Built to Fly, Forced to Survive
- Feb 15
- 9 min read
Updated: Mar 28

How Eight Airlines Survived the First Three Extinction Events (1919-1978)
More than 200 airlines have been founded and buried in the last hundred years. Most of them didn't fail because they ran out of money. They failed because they ran out of reasons to exist.
Eight airlines didn't.
KLM. Qantas. Delta. American. United. Avianca. Aeroflot. LATAM. All founded within a ten-year window between 1919 and 1929. All still operating today. Between them, they've absorbed two world wars, a Great Depression, four oil shocks, September 11, three waves of industry-wide bankruptcy, a global pandemic, and every disruptive technology cycle from the DC-3 to generative AI.
None of them were built to last. That's the first thing you need to understand.
Not one of these companies set out to build an airline. Qantas was two WWI pilots solving a geography problem in the Australian outback. Delta was a crop-dusting operation fighting a boll weevil epidemic in Georgia. United existed to carry mailbags from Elko, Nevada to Pasco, Washington - passengers filled whatever seats the mail didn't occupy. KLM was a Dutch national prestige project. Avianca was German-Colombian entrepreneurs moving cargo across the Andes.
Every single one of them hit the same wall within a decade: the original business model wasn't going to last. What mattered was the willingness to walk away from it.
The centenarians were not visionaries about where the industry was going. They were realists about where it was not. That distinction , modest as it sounds, turns out to be everything.
Airline | Year | Country | Original Purpose |
KLM | 1919 | Netherlands | Dutch national transport; first flight carried journalists and newspapers |
Avianca | 1919 | Colombia | German-Colombian mail and cargo across the Andes |
Qantas | 1920 | Australia | WWI veterans connecting remote outback communities |
Aeroflot | 1923 | Russia/USSR | Soviet state consolidation of regional aviation |
Delta | 1925 | United States | Huff Daland Dusters: aerial crop-spraying for cotton farmers |
American | 1926 | United States | Roll-up of 80+ small mail carriers under Aviation Corporation |
United | 1926 | United States | Varney Air Lines: first U.S. Contract Air Mail carrier |
LATAM | 1929 | Chile | LAN Chile: mail and passenger service along Chile's Pacific coast |
The Centenarian Code

The survivors were not the biggest, not the cheapest, and often not the most innovative in any given decade. What they shared was a repeating crisis response that moved through four stages:
Stage 1: ABSORB | Survive the initial shock. Keep the lights on. Preserve cash. Accept government support where it exists. The goal here is not strategy. It is survival. |
Stage 2: RESTRUCTURE | Redesign the cost base. Not trim it. Redesign it. Renegotiate labor contracts, fleet composition, and route networks. Change what costs exist, not just how much they cost. |
Stage 3: REPOSITION | Come out the other side as a different company.

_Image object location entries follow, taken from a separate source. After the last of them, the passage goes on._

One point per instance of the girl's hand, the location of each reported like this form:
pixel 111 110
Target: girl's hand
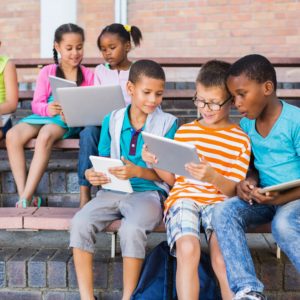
pixel 244 189
pixel 63 116
pixel 127 171
pixel 96 178
pixel 147 156
pixel 202 171
pixel 54 108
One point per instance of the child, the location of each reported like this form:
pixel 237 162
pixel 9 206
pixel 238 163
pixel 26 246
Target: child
pixel 46 124
pixel 274 130
pixel 140 211
pixel 224 154
pixel 114 44
pixel 8 90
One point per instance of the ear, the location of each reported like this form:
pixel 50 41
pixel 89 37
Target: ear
pixel 127 46
pixel 130 88
pixel 56 46
pixel 268 88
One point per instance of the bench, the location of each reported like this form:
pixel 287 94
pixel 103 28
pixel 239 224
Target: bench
pixel 58 218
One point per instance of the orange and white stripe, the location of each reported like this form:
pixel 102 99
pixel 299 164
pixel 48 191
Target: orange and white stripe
pixel 226 149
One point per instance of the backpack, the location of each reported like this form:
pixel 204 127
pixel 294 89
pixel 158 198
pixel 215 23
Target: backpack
pixel 157 280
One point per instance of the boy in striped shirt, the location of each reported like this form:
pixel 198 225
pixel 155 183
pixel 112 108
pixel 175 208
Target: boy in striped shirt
pixel 224 154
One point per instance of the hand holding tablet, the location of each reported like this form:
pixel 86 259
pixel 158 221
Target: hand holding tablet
pixel 171 155
pixel 103 164
pixel 281 187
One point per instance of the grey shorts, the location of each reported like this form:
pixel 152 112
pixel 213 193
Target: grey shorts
pixel 140 212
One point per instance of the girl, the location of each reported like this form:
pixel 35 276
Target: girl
pixel 8 90
pixel 114 42
pixel 46 124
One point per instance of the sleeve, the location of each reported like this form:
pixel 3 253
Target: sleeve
pixel 296 138
pixel 240 167
pixel 171 133
pixel 97 75
pixel 39 103
pixel 105 138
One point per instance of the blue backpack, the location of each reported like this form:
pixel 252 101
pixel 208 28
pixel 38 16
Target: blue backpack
pixel 157 281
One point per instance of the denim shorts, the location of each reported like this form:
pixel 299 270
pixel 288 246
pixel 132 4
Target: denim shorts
pixel 186 217
pixel 7 126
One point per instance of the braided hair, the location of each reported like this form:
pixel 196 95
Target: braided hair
pixel 125 32
pixel 58 36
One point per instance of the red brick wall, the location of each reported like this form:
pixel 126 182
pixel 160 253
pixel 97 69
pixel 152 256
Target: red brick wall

New routes, new alliances, new customer segments. The airline that exits the crisis should look different from the one that entered it. |
Stage 4: REINVEST | Put capital into the next competitive advantage before the next crisis hits. This is where the centenarians separate from everyone else. They do not coast after recovery. |
This framework above looks obvious in retrospect. In the middle of a crisis, cash burning, creditors circling, Stage 3 feels irresponsible and Stage 4 feels delusional. The centenarians did them anyway. That is the whole story.
The airlines that failed didn't fail because they couldn't absorb a hit. Most absorbed it just fine. They failed because they stopped at Stage 1 or Stage 2 - cut costs, stabilized the balance sheet, and went back to running the same airline. The centenarians pushed all the way through every time. And they got faster at it with each successive crisis.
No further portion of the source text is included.